- Huruhuri Location in Jaunpur, Uttar Pradesh, India Huruhuri Huruhuri (India)
- Coordinates: 25°38′49″N 82°52′52″E﻿ / ﻿25.647°N 82.881°E
- Country: India
- State: Uttar Pradesh
- District: Jaunpur
- Tehsil: Kerakat

Government
- • Type: Gram Panchayat
- Elevation: 83 m (272 ft)

Population
- • Total: 1,987

Languages
- • Official: Hindi
- Time zone: UTC+5:30 (IST)
- PIN: 222142
- Vehicle registration: UP62
- Sex ratio: 984/1003 ♂/♀
- Lok Sabha constituency: Machhlishahr (Lok Sabha constituency)
- Vidhan Sabha constituency: Kerakat (Vidhan Sabha constituency)
- Distance from Kerakat: 5 kilometres (3.1 mi)
- Distance from Jaunpur District: 25 kilometres (16 mi)
- Website: http://jaunpur.nic.in/

= Hurhuri =

Huruhuri is a village about 2 km north from the Gomti River in the tehsil of Kerakat, Jaunpur, Uttar Pradesh, India. It belongs to the Varanasi Division. It is located 25 km east of the city of Jaunpur, 4 km west of Kerakat, and 274 km from Lucknow, the capital of Uttar Pradesh.
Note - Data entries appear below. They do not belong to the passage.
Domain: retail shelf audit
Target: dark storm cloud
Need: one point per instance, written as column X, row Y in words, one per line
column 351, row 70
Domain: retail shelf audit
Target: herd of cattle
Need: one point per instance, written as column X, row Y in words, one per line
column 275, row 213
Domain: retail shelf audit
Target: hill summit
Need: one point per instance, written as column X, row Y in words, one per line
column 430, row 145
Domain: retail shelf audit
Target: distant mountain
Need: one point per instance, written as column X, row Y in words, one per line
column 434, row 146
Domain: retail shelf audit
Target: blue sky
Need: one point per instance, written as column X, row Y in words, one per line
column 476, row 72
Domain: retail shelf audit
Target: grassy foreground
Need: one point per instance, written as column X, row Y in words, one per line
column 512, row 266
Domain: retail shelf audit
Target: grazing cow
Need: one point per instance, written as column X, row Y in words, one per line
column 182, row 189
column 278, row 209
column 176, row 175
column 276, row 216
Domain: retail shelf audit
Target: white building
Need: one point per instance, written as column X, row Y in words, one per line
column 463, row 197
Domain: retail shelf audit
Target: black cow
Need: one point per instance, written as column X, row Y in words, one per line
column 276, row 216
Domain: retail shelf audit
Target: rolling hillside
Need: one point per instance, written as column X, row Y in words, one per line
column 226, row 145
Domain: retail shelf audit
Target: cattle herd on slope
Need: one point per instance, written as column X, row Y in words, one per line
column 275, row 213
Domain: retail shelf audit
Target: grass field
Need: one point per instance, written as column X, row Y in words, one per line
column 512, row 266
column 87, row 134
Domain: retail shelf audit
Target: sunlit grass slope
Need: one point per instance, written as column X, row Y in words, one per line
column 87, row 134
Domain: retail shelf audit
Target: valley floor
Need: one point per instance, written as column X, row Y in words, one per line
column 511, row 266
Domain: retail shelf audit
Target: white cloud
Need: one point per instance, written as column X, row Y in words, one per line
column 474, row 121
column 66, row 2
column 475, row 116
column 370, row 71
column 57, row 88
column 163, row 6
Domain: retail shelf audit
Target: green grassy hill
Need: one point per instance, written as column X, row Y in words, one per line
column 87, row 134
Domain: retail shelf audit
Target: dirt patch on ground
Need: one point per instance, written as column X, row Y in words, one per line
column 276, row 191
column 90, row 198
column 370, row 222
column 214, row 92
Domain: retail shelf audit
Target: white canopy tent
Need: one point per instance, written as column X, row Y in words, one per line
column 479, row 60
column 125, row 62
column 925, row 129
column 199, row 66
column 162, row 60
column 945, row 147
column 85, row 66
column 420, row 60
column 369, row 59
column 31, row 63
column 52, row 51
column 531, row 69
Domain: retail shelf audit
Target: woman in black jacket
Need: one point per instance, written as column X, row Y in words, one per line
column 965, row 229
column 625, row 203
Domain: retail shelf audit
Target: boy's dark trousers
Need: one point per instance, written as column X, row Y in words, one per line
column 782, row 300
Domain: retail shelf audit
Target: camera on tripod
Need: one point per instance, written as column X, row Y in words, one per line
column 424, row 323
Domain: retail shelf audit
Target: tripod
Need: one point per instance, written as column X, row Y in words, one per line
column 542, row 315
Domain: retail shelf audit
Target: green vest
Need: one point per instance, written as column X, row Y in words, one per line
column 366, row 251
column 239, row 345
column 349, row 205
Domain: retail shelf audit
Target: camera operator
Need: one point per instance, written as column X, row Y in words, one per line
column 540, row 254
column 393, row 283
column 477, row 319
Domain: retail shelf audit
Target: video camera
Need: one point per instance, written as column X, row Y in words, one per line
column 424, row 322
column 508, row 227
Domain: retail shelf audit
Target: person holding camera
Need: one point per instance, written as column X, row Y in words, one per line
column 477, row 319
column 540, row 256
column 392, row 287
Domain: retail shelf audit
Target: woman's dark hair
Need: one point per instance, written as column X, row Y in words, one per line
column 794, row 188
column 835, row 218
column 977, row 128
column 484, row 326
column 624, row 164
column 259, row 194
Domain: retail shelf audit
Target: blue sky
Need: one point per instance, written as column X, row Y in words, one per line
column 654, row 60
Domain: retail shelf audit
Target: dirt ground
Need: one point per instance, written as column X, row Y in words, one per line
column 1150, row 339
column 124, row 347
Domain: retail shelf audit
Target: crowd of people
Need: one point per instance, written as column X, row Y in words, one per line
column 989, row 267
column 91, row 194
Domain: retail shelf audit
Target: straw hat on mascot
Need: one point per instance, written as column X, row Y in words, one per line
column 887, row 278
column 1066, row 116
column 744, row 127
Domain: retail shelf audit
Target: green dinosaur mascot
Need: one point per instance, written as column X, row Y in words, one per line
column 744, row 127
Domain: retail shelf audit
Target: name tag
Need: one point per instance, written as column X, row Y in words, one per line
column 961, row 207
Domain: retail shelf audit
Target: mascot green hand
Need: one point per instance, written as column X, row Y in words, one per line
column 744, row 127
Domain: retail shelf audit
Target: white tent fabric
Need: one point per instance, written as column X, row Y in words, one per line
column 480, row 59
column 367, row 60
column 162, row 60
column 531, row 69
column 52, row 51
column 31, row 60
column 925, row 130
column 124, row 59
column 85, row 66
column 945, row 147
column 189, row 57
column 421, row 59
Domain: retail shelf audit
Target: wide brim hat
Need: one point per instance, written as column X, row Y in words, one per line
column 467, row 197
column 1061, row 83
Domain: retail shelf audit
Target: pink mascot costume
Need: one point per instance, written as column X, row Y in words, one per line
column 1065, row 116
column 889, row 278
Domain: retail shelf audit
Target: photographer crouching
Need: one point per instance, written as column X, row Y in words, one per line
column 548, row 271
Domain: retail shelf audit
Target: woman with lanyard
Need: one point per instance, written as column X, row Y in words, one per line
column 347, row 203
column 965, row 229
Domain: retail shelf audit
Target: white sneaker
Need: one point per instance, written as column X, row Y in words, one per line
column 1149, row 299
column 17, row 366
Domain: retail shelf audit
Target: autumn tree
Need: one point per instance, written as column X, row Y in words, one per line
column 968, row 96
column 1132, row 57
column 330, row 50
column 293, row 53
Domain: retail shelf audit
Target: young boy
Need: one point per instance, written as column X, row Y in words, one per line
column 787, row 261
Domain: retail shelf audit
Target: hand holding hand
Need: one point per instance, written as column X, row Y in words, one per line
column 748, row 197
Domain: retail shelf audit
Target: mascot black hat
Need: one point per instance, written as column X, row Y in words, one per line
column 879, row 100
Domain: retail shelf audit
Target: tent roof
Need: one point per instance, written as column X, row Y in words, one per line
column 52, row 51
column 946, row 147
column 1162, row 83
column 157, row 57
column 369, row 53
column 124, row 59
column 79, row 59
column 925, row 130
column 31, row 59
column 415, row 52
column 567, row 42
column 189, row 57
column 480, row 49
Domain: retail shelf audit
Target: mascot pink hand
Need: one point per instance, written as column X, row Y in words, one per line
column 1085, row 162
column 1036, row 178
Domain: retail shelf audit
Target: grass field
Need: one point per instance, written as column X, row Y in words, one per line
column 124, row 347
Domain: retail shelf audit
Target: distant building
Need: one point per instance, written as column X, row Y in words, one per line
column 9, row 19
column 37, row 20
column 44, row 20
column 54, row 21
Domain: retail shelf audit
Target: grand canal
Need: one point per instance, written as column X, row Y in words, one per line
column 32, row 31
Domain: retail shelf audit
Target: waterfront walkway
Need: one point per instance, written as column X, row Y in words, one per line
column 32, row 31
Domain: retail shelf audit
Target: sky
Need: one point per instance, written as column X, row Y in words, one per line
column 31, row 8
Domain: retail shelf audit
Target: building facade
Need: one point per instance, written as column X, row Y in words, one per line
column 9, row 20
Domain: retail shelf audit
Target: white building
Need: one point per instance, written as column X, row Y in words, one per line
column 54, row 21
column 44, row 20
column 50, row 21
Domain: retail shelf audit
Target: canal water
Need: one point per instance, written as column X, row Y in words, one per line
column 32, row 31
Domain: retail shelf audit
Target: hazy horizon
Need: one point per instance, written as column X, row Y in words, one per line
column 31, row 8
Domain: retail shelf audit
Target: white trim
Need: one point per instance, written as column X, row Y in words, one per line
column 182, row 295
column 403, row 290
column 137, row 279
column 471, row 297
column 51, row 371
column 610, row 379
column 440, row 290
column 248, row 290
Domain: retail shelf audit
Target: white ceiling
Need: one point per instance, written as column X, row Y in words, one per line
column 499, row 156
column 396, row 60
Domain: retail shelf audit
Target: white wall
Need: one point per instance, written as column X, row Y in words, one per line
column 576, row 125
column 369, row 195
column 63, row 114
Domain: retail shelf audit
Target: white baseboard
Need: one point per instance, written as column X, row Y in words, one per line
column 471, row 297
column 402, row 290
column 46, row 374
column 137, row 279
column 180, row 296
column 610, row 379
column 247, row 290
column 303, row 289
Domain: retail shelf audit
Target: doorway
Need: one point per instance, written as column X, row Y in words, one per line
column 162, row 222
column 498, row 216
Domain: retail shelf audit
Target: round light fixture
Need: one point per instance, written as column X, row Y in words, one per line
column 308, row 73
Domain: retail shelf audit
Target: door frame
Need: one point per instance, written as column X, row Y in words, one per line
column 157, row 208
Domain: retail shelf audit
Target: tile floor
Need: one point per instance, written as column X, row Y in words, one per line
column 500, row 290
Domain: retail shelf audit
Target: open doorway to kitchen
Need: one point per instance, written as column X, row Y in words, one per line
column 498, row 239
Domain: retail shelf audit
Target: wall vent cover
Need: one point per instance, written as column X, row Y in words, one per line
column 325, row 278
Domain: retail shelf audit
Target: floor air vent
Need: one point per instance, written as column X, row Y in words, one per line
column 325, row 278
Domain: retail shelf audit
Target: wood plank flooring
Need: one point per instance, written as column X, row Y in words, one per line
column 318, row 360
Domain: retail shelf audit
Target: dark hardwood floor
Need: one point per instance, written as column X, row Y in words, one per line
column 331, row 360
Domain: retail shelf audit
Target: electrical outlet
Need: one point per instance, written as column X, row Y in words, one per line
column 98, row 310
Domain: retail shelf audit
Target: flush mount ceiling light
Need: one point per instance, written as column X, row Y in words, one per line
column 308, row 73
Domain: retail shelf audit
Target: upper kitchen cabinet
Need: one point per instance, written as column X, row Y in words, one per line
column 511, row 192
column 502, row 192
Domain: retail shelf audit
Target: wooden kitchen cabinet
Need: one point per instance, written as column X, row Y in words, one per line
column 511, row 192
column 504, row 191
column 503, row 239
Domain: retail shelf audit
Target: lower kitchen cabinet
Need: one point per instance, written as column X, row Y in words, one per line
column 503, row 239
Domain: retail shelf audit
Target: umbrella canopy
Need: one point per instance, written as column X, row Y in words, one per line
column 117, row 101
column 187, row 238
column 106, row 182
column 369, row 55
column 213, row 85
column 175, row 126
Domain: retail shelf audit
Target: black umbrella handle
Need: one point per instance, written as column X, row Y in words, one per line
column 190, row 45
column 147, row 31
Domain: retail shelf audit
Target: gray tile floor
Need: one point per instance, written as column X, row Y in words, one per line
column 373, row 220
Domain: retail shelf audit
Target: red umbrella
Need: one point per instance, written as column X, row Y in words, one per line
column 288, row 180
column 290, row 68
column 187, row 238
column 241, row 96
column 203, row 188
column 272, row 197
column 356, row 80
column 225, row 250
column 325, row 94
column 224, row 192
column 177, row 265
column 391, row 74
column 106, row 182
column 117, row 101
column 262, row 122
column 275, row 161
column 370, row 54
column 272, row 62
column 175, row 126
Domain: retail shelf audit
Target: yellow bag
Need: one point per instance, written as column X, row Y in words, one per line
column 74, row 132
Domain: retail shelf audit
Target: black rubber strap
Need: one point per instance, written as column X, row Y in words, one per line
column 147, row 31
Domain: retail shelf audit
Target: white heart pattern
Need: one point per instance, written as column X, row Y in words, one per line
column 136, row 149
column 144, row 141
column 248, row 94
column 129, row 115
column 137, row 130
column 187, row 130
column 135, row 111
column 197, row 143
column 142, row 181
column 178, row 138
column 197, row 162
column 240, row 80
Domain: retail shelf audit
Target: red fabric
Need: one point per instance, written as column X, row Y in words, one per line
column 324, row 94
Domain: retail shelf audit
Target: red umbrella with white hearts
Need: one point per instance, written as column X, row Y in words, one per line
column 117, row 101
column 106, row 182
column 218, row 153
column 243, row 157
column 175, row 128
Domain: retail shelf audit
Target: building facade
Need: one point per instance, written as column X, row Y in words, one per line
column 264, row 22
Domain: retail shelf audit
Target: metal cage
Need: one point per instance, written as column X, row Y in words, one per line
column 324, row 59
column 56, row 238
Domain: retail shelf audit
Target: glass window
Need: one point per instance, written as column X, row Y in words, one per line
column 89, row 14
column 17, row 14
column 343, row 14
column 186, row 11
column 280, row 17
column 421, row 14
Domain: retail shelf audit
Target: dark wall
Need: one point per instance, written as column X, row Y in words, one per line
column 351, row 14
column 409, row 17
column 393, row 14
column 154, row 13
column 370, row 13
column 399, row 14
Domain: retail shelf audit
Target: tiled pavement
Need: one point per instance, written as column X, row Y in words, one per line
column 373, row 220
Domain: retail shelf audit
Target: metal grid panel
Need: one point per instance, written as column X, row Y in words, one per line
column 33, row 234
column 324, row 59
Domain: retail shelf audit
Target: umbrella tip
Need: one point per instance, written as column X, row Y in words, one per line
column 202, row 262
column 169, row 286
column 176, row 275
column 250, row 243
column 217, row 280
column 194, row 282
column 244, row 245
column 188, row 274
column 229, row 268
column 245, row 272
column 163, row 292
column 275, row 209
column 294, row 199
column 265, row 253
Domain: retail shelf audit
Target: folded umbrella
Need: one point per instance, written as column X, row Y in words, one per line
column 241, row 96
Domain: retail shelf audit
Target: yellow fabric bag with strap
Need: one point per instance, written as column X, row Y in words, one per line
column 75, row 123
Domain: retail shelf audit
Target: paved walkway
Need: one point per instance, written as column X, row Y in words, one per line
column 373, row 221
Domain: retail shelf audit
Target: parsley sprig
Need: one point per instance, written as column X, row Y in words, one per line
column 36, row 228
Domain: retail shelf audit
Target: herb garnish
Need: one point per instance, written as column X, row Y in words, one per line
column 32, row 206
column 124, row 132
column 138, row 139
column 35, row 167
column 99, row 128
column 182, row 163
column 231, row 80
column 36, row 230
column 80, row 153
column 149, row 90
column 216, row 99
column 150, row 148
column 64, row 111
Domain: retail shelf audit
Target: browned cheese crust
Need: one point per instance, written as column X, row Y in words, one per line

Hurhuri's Postal Index Number is 222142 and the postal head office is situated in Kerakat and Branch Office is JaiGopalGanj.
Huruhuri is situated Near State Highway 36.

==Transport==
===By rail===
- Kerakat railway station-5 km
- Gangauli railway station-2.5 km

===By road===
- Village is connected by SH-36 Saidpur Khajurhat Road
- Kerakat Bus Stand-5 km

===By air===
- Shri Lal Bahadur Shashtri Airport-38 km

==Population==
Huruhuri is a medium size village located in Kerakat of Jaunpur district, Uttar Pradesh with total 310 families residing. The Huruhuri village has population of 1987 of which 984 are Males while 1003 are Females as per Population Census 2011.

In Huruhuri village population of Children with age 0-6 is 275 which makes up 13.84% of total population of village. Average sex ratio of Huruhuri village is 1019 which is higher than Uttar Pradesh state average of 912. Child Sex Ratio for the Huruhuri as per census is 964, higher than Uttar Pradesh average of 902.

Huruhuri village has higher literacy rate compared to Uttar Pradesh. In 2011, literacy rate of Hurhuri village was 77.39% compared to 67.68% of Uttar Pradesh. In Hurhuri Male literacy stands at 86.26% while female literacy rate was 68.78%.

As per constitution of India and Panchyati Raaj Act, Huruhuri village is administrated by Sarpanch (Head of Village) who is elected representative of village.